Because I’m monstrously busy, I figure it’s time to bring back some of the more literal monsters featured on this blog from 2009 to 2012. Every few weeks, I challenged myself to wander up to the National Cathedral, choose from among its myriad gargoyles and grotesques, and write a poem inspired by what I’d seen.
With the kind permission of the cathedral, I collected the resulting poems, 53 in all, in a 138-page paperback that you can order online, buy at the cathedral gift shop, or purchase from me via email. (You can browse the first drafts of 51 of the poems here.)
Written in March 2011, “Apologia” was certainly one of the weirder poems, inspired as it was by the indifference of a snake to the shock and hopelessness of his prey. I almost put a poem in the mouth of the rabbit, but then I attended an exhibition of medieval reliquaries in Baltimore and jotted down this note: “snake an antiquarian with a fascination for the Anglo-Saxons, attempting to explain to the rabbit the weird, mythologized larger purpose for eating him.”

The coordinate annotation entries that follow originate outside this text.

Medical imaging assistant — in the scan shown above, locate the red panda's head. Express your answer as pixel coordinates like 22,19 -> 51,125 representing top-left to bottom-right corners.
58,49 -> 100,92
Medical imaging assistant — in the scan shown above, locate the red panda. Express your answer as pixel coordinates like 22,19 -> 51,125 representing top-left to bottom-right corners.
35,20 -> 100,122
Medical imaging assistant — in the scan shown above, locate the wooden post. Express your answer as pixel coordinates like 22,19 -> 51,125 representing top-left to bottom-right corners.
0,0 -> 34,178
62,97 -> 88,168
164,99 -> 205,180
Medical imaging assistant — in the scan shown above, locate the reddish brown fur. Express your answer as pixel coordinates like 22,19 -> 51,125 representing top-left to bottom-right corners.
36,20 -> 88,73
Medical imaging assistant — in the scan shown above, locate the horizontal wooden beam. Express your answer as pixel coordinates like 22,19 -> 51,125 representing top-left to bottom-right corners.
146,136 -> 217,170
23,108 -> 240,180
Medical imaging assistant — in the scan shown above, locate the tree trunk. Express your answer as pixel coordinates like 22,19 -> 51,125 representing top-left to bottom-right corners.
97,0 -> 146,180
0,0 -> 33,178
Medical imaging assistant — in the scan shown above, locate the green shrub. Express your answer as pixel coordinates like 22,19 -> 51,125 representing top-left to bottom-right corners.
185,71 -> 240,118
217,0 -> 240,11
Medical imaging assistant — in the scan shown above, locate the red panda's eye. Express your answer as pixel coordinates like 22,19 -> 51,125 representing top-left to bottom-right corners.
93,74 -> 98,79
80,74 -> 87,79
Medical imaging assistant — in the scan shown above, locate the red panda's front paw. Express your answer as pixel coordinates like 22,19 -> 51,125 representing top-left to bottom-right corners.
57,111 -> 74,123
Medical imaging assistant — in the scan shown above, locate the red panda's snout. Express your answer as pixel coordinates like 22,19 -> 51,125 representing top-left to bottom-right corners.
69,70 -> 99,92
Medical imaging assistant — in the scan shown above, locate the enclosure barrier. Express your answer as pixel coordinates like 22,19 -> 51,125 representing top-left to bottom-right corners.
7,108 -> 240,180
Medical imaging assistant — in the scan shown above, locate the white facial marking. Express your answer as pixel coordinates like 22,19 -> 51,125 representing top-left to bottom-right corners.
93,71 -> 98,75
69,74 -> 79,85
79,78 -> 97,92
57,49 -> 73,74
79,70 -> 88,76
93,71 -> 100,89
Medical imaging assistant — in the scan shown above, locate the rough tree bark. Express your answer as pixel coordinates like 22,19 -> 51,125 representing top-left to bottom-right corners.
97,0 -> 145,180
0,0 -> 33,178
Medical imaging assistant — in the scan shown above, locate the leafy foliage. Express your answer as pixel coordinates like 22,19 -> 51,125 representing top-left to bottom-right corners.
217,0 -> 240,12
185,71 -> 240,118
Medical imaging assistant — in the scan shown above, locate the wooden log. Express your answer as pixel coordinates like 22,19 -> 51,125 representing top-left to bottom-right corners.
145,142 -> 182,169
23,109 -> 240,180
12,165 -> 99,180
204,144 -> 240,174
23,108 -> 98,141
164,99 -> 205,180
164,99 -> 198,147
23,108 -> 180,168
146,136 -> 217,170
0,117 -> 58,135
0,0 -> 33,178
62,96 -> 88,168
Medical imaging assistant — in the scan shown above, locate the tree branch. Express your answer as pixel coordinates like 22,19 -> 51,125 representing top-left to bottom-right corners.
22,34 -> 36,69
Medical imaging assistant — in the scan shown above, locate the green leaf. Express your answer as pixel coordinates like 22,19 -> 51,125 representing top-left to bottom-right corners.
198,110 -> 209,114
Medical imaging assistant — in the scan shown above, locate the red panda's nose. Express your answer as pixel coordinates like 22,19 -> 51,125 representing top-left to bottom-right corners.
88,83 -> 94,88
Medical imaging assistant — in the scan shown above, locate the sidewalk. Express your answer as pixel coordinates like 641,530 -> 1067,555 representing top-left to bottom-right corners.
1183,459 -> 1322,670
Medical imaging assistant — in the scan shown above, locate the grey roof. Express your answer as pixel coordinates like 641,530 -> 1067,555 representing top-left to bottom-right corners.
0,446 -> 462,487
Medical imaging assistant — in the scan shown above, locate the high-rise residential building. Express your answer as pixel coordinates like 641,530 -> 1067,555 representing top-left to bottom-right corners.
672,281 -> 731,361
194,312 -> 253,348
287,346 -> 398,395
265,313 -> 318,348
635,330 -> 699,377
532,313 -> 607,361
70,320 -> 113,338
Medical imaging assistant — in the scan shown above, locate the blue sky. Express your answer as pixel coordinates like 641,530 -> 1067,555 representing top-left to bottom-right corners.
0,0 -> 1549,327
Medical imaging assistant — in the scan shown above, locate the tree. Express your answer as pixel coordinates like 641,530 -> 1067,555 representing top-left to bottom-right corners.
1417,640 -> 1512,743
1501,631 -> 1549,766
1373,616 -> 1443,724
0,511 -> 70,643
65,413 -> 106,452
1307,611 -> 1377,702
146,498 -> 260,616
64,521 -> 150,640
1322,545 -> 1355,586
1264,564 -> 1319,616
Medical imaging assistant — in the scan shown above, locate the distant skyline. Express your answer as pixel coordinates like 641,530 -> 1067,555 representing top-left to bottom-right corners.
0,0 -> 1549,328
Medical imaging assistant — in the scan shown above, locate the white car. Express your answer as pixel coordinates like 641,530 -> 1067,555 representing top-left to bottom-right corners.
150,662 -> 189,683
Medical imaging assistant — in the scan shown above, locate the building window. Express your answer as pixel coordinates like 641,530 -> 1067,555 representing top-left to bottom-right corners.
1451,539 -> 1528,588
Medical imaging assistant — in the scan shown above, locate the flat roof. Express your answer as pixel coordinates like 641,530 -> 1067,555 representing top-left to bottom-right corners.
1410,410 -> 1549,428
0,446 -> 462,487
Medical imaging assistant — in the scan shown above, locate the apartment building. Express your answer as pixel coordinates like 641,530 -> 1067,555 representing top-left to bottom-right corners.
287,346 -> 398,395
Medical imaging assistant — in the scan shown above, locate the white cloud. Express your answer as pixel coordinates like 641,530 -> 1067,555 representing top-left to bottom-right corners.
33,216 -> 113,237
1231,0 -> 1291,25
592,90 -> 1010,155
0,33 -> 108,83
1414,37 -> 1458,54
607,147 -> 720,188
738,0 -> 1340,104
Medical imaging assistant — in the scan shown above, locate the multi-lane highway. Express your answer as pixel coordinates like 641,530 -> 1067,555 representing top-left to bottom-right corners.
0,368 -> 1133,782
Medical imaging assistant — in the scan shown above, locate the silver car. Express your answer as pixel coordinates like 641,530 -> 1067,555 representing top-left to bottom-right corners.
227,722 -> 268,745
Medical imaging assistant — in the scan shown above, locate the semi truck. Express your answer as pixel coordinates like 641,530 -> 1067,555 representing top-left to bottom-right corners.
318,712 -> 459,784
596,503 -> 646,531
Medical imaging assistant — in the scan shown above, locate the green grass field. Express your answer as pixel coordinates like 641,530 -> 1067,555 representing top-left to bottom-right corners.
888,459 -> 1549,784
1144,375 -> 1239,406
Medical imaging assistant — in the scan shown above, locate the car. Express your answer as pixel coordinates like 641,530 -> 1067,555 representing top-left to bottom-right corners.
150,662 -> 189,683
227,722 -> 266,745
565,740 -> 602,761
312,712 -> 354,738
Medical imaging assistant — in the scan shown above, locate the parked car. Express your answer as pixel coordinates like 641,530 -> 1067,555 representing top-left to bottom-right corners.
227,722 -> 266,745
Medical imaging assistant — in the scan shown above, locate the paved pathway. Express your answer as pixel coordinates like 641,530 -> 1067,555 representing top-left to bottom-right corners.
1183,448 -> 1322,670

The resulting poem is full of New Old English, but my hope is that even people who don’t get a word of it will read it aloud and find it fall familiar on the tongue.
Heo cwaeð: “Seo naedre bepaehte me ond ic aett.”
—Gen. 3:13 (British Library MS Cotton Claudius B.iv)
In retsel-books and wrixled words we find
The Saxons, ever lacertine, bestirred
To grammar-craft, whose duple pronouns bind;
So sundered lives were woven with a word.
(A scene: Some god-forsook Northumbrish monk,
Emboldened by an asp to double think,
Professes wit and unk and unker-unk,
But shrinks from git and ink and inker-ink.)
Now I, who raveled precedent relate,
Propose that we be litchwise intertraced;
The wulf and adder gleam on plink and plait,
Yet no immortal lepus ever graced
The lapidated latch of art divine,
So spurn your sallow scrafe, forget the sun.
For you the relic, I the blessid shrine;
In wit and work alike, we two are one.